In a post a few weeks ago I wrote about my lack of a 5-year plan. That thought has been on my mind a lot lately. I changed careers from one in a more creative field to one that is more stable. Before that I had many various jobs that make my resume look like a patch-work quilt of randomness... I am thankful for all of those amazing adventures. The places I've been, the lessons I've learned, and the amazing people I've met have made my life fun, interesting and pretty fantastic!
My current "career" path is one that has stability and longevity. It's a "respectable" job that has all of the normal bells and whistles that make one "secure". I have moved up quickly in my profession and now that I have reached the level of being a "leader" (I use this term loosely)... I've realized that I moved to my current position for the wrong reasons. When I began in this career it was truly a calling. A moment when I had a realization that I was supposed to become a teacher. It was random, sudden and urgent. It was clear I was meant to follow this path. I went back to school, got my degree and started to teach. it was awesome and I was pretty good at it! I taught for a while and began looking at options. The options were to move into a leadership role.

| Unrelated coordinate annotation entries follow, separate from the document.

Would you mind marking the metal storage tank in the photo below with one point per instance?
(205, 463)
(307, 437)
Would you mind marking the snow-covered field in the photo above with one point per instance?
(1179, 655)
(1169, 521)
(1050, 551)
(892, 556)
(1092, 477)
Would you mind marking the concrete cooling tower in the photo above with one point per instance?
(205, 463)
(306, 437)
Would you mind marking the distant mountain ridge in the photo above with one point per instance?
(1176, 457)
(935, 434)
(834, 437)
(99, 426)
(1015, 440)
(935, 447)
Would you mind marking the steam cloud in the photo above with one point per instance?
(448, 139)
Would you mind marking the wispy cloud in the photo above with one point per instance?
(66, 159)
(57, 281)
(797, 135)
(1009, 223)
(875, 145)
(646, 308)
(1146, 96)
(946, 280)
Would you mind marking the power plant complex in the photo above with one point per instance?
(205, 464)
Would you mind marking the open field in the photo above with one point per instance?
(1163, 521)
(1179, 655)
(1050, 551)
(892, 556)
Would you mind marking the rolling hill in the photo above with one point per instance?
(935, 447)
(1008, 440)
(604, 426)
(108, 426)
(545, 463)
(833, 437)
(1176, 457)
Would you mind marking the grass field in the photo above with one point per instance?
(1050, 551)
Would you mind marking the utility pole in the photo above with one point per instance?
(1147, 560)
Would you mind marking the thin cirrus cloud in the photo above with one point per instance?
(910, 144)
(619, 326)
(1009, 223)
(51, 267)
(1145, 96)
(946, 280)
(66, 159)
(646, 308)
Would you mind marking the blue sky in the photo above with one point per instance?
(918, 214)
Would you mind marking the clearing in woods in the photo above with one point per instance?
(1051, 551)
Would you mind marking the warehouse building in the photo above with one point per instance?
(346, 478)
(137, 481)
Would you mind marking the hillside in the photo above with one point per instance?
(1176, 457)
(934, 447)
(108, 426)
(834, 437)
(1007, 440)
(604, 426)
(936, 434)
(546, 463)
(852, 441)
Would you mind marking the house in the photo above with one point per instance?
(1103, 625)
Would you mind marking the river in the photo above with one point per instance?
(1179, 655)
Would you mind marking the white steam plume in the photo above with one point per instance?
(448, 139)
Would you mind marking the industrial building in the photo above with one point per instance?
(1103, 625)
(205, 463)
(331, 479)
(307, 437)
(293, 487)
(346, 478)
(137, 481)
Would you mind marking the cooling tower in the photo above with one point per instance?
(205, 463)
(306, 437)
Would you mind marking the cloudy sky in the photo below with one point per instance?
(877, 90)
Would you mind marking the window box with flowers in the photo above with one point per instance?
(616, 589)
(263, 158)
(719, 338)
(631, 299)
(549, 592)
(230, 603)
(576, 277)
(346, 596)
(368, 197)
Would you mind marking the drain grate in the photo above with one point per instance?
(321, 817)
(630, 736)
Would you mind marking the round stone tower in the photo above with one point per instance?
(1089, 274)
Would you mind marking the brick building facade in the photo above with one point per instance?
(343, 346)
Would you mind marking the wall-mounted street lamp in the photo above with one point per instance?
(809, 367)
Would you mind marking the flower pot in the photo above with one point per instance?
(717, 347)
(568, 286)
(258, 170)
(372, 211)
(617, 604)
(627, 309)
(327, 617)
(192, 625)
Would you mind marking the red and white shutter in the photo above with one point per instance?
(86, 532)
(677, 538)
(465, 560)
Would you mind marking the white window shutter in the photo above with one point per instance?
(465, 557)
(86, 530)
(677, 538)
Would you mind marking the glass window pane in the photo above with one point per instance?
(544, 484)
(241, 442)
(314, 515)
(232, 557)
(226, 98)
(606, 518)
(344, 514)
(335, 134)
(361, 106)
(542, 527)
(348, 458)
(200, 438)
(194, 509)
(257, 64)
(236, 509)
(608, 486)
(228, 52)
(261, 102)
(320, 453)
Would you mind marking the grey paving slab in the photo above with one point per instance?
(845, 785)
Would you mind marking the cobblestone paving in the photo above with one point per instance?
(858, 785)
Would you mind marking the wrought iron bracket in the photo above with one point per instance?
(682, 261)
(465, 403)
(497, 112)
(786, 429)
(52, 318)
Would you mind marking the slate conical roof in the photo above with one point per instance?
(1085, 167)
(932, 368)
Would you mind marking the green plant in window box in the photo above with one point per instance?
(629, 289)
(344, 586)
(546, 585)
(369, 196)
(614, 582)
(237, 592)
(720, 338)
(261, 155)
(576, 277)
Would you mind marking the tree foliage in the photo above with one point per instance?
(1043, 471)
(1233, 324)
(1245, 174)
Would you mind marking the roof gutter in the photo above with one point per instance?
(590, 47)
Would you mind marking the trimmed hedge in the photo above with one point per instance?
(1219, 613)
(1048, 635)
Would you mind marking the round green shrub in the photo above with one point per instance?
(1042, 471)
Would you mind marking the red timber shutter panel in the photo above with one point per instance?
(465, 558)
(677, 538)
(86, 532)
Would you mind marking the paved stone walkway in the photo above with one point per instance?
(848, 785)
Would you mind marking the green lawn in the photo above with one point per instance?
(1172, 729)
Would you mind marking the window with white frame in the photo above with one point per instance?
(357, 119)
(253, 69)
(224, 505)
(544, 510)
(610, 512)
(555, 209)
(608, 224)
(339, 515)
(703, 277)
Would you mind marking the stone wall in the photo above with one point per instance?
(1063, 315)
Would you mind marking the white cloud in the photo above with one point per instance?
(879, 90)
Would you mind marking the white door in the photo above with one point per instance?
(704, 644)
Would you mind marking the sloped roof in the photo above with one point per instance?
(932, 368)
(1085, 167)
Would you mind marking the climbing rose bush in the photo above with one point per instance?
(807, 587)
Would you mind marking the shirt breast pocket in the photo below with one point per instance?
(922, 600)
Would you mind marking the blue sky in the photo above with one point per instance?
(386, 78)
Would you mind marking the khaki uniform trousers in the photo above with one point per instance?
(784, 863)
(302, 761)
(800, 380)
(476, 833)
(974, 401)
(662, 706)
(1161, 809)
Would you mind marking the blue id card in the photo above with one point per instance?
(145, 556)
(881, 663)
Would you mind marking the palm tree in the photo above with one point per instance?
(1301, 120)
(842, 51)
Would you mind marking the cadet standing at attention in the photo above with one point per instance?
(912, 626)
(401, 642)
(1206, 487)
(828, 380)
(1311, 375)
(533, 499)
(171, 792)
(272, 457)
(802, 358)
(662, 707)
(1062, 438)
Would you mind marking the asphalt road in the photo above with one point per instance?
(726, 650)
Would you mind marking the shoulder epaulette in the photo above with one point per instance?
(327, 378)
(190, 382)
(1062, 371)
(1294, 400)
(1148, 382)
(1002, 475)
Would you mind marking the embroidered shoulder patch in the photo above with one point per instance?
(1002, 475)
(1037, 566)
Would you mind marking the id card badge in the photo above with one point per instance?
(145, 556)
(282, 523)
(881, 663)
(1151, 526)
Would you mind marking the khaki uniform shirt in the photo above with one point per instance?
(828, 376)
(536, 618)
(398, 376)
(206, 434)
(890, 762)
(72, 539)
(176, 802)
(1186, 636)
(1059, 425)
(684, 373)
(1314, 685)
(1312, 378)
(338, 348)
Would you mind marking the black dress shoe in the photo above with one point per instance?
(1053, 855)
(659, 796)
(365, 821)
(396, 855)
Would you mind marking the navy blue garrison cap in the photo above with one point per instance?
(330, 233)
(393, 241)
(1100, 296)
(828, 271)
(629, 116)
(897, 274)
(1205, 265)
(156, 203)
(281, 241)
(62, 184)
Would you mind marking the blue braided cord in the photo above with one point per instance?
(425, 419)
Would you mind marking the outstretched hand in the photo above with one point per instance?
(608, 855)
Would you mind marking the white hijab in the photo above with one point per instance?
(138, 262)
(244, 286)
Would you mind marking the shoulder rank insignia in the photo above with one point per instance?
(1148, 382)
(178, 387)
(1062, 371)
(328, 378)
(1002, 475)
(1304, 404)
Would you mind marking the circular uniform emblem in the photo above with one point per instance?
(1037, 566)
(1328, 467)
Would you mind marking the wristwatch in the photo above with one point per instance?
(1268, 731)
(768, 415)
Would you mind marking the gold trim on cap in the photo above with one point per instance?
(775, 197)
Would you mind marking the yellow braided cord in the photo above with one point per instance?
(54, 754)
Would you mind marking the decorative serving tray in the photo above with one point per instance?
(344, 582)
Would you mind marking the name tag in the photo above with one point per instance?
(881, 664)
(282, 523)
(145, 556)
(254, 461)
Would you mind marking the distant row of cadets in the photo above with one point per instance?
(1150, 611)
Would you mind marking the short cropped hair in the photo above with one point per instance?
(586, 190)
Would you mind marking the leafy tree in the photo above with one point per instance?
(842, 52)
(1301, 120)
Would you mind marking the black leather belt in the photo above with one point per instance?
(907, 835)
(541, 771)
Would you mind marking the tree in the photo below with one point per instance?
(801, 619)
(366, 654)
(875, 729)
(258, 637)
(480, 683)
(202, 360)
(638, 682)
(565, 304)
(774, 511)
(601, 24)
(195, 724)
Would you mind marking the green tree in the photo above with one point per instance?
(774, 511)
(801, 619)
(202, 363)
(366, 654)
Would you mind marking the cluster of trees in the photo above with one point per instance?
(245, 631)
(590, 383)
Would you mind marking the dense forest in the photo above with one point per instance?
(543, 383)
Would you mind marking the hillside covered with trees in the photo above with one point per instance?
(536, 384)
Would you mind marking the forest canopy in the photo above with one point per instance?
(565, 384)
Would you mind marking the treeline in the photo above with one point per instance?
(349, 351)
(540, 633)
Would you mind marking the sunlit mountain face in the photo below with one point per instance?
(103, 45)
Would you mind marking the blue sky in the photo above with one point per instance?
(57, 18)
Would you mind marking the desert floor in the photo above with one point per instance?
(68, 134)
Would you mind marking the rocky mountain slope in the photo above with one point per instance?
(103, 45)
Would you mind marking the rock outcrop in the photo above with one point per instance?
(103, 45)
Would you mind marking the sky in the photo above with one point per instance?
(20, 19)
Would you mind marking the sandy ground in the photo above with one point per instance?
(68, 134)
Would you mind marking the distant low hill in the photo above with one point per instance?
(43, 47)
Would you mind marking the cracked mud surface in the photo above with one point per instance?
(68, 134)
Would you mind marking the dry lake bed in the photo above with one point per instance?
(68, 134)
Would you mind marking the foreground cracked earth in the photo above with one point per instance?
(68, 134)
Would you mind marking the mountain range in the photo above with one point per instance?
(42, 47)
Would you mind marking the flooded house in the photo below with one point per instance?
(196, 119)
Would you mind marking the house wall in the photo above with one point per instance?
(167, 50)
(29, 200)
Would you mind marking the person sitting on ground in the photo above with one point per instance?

My current leadership role came out of necessity (necessity because the position I was in was being cut) as well as a desire to make more money... eventually. This isn't how I've done things in the past. My choices are based on passion....this was based on money.
I've ventured away from my calling....to "climb the ladder". I don't regret taking this detour in my life, because it has allowed me to see that it isn't the path for me. I won't have to wonder if it was meant for me. I know for sure. It isn't. I've learned that I like to work where there isn't much that is black and white...where the possibilities outweigh the restrictions and creativity is looked at as a contribution to the greater cause. Where rules are flexible or created as you go, where taking risk is celebrated and failure is a tool to learn and do something even better. I'm never going to work for the money again. I'd rather live in a rented studio apartment and have my soul sing on a regular basis because I love what I do, than have lots of stuff that I don't really need.
As my realization grew that my current job isn't "my calling", I've discovered that I've missed teaching. Teaching brings me great joy. I love sharing ideas, collaborating with colleagues and helping people discover new things. Teaching is as much about sharing as it is about learning. I miss that. A lot.Where I am now isn't the right "venue" (for lack of a better word). It is too restrictive. I've had to box away parts of myself to fit into my current role. I was very idealistic when I took this job and the reality is clear...I need to be in a place where I can be creative, take risks and ask questions that may seem silly to others but that allow me to grow, flourish, and create.
I miss parts of me that I feel like I gave-up to "grow up". The risk taker, the parts of me that followed my heart (even when it makes others nervous or uncomfortable).
In chaos comes clarity. I am working on finding that clarity. It isn't easy, but the rewards are great.
Maybe that is why I am going through a phase where I really want to get rid of a lot of the stuff I have acquired over the years. It's just stuff. And I think the more I am attached to my stuff, the more I feel I have to be what is considered 'grown up' so I can afford all of my stuff.
Sure, I know I need some things.... Money for food, bills, and shelter... clothes and books. Insurance is important. I get it. But I think I got lost in my desire to secure a job that made those around me feel secure about my future... and in doing so I was willing to conform to a point that doesn't work for me. Now I'm realizing I need something different. I am thankful for the career path I've been on. It's brought me so much joy through the amazing friends I have made as well as the millions of things I have learned about myself through the process...but I think I have come full-circle in realizing that somewhere on this journey I neatly put aside some parts of myself that I really miss. I'm looking forward to "unpacking" and rediscovering the creative risk-taker that has been on hiatus for a while.
watch out world...I'm making a comeback!